Dinci cephe, din adına millî devleti hedef almaktadır. Bazı Batılı merkezlerle birlikte hedef seçilen “Kemalizm” düpedüz Türk Milliyetçiliği’dir ve Türk Milliyetçiliği Türkiye Cumhuriyeti’nin dayandığı temeldir. Dinci cephenin Atatürk karşıtlığı aslında Türk karşıtlığıdır; devletimizin meşruiyet kaynağına, kuruluş felsefesine karşıtlıktır. Fakat laikçi tarafın ilkel, toptancı, gözü kara hareketleri bu tehdidi maskelemektedir. Laikçilik savunuluyor diye Türk milletinin kültüründeki din bileşenine, insanların aşkın inançlarına saldırmak, mağlubiyete mahkûm olmaktır. Bunu ne Stalin ne Mao başarabildi. Ders alınırsa tarih tekerrür etmez.
Türk millet devletine yönelen tehdide karşı halkın uyandırılması isteniyorsa millî değerlere dayanmak zorundayız. Daha önceki milliyet düşmanlarının asıl yenilgisi, Türk devletinin başbakanının Libya Lideri Muammer Kaddafi’nin “yardımcısı” olması ile başladı. Türk milleti dinine bağlıdır. Fakat milliyetine de sonuna kadar bağlıdır. Bu iki bağ, zaafımız değil, gücümüzdür. Ulusalcılar, “milliyet” utangaçlıklarını bir yana bırakıp, dünya görüşlerini başka milletlere aleyhtar olmak yerine Türk milletini sevmeye dayandırmak zorundadırlar.

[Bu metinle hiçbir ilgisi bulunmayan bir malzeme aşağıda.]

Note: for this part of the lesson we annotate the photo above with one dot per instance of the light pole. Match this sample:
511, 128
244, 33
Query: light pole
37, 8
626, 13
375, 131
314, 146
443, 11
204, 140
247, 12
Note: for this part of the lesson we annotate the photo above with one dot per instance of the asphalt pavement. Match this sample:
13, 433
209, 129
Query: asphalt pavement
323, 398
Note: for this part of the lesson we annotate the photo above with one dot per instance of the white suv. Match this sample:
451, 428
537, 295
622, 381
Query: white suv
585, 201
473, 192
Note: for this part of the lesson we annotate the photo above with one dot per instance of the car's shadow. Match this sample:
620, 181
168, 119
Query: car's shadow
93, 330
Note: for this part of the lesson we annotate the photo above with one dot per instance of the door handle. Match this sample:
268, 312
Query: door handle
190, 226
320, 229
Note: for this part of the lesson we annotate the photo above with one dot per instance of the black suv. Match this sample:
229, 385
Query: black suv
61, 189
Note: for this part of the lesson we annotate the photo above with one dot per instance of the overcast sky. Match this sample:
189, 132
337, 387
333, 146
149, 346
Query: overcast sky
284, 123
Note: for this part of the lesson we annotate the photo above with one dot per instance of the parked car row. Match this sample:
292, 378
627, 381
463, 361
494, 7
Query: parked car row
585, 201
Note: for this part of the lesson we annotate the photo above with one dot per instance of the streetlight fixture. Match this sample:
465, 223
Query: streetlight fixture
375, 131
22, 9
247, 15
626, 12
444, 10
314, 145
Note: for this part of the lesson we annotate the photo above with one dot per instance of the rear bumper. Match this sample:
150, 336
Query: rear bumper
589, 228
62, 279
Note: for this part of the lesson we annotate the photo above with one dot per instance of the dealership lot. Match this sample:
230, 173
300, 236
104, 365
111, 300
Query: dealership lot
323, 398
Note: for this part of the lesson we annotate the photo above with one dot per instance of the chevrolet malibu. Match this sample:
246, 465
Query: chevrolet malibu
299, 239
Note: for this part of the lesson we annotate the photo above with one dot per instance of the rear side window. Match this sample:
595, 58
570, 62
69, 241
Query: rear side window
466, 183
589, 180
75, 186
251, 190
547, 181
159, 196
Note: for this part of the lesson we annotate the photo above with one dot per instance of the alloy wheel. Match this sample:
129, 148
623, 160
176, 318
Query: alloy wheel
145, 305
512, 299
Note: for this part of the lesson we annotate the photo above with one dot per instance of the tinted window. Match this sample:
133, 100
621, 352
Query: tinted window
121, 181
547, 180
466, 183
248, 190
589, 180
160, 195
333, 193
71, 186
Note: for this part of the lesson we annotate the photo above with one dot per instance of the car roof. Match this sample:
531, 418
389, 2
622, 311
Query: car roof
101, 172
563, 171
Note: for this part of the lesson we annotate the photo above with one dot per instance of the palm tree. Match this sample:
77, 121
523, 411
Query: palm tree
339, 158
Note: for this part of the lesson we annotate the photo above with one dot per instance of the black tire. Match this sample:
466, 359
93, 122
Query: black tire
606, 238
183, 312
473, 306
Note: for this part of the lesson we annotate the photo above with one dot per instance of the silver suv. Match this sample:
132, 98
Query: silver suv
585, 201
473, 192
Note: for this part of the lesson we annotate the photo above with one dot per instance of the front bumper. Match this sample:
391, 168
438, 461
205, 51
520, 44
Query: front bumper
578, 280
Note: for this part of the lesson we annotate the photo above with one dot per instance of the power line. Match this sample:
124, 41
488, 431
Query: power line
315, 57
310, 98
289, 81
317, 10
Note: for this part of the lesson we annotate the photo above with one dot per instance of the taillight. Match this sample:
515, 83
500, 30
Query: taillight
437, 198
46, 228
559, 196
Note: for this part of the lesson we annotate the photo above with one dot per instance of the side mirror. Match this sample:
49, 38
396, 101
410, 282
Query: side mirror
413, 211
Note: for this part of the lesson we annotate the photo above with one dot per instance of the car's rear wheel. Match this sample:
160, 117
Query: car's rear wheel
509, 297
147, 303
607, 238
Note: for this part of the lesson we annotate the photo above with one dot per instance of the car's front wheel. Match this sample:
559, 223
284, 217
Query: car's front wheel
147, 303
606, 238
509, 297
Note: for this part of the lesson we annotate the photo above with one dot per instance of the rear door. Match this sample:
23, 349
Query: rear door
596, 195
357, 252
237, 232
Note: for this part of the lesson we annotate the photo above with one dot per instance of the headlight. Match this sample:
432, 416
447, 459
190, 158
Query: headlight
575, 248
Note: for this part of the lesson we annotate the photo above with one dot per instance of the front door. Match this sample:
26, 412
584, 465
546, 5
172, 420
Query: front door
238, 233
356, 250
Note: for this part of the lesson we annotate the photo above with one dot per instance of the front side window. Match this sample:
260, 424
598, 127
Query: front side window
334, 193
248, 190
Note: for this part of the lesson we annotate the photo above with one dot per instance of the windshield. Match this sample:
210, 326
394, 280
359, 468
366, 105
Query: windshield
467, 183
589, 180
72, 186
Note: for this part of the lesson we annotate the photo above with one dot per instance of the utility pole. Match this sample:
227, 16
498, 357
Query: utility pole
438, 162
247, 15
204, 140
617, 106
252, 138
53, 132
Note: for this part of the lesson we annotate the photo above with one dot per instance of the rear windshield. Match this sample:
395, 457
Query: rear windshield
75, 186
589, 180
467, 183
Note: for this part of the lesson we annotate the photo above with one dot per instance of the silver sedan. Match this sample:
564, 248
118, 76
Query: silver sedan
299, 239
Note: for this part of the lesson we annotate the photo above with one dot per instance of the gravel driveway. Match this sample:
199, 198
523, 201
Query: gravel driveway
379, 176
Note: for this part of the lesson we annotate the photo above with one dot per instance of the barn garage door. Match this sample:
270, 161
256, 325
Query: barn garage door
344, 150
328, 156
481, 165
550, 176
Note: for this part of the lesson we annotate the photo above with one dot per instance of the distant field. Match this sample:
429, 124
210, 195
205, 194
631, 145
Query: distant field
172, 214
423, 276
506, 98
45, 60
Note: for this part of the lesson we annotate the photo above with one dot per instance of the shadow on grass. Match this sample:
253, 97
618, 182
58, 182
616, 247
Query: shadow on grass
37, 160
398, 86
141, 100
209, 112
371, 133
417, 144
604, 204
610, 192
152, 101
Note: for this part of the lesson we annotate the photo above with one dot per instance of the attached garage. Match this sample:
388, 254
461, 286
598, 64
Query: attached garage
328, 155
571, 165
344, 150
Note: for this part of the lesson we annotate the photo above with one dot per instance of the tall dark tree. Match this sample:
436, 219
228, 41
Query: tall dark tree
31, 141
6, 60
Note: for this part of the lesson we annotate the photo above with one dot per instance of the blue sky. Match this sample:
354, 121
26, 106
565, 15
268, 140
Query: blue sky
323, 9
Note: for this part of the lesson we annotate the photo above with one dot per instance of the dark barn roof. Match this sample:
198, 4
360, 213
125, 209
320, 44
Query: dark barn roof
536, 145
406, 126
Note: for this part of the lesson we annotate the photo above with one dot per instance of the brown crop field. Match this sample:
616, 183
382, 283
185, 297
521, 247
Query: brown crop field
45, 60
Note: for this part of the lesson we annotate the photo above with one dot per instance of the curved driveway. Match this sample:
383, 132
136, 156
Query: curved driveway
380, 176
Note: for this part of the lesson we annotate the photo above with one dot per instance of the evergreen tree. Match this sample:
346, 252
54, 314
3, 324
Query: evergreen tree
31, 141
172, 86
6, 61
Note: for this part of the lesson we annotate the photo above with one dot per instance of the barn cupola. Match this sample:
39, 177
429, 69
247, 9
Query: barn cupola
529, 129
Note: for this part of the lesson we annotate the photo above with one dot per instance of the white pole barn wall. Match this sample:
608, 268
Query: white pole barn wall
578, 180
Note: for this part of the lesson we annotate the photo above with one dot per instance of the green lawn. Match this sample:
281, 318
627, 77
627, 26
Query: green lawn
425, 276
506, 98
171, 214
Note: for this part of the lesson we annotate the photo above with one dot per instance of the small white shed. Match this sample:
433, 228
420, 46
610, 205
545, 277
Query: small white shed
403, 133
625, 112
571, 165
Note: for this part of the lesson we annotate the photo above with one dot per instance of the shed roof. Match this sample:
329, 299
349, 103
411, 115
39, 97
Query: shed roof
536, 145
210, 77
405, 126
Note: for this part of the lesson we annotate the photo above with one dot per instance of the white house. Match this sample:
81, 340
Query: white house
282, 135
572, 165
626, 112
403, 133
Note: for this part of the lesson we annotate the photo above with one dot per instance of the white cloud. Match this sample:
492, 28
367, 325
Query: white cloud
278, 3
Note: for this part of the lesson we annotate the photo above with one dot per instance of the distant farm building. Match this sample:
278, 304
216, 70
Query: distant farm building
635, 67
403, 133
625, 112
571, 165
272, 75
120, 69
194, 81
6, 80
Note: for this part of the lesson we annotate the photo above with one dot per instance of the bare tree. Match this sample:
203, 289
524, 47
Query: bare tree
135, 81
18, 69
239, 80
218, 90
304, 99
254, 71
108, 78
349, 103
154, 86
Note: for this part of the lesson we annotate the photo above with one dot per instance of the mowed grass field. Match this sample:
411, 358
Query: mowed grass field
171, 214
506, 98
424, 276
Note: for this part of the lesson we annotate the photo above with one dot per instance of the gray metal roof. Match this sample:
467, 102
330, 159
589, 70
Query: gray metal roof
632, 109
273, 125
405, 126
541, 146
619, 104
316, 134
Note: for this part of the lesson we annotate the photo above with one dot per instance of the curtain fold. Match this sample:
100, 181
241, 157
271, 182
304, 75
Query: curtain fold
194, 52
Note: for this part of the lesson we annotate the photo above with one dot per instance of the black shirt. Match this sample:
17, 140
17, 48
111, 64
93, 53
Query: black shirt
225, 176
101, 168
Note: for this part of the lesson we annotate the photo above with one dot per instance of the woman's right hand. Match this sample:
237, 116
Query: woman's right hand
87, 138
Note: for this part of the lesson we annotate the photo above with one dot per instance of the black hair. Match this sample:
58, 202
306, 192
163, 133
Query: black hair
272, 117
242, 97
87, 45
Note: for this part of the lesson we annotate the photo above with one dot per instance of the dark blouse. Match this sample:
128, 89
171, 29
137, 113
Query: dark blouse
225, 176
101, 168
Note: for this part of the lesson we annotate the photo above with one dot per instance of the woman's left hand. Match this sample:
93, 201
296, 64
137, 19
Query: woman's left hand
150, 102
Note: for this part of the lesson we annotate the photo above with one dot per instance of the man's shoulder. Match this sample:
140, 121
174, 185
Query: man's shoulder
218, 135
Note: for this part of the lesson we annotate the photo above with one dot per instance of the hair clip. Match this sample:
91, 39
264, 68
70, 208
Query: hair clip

Kör dövüşü toplumun bir kısmını millet sevgisinden uzaklaştırırken, bir kısmını da Müslümanlıktan uzaklaştırıyor. Sofu imamın dinden çıkarması misali… Burada bilhassa İlahiyat Fakülteleri ve kardeş dallardaki akademisyenlerimize ve gönül adamlarına sorumluluk düşer. İslamiyet’in hakkıyla değerlendirilebileceği ortam, belki de bunun yapılabileceği tek ortam Türkiye’dir. Sulandırılmış İslâmiyet’ten, ılımlı Müslümanlıktan değil, Müslümanlığın “ana temaları”nın, insanlara sunduğu hürriyetin, yaşama sevincinin, iç huzurunun ve yaratıcılığın yeniden doğuşundan bahsediyorum. Yalnız dindarlara, yalnız Müslümanlara değil fakat diğer dinlerin mensuplarına, hatta dinsizlere de ışınlarını gönderecek bir aydınlanma cehdinden bahsediyorum. Tıpkı Yunuslar’ın Mevlanlar’ın çağındaki gibi. Endülüs’ün parlak dönemindeki gibi. Fakat ne yazık ki, bu bilim ve gönül adamları, bir taraftan dincilerin, diğer taraftan laikçilerin tasallutu karşısında, pek azı hariç, sessiz kalmakta veya kaçamak, politik cümleciklerle yetinmektedirler.
Sunulan yeniden inşa fırsatına sırt çevirmek kolay affedilmeyecektir.
__________________________________________
[1] Rahmetli Galip Erdem ağabeyimin kulaklarını çınlatmak isterim. Sütçü İmam ne zaman buradaki gibi istismar edilse acı acı gülerek gerçeği o anda etrafında bulunanlara anlatırdı.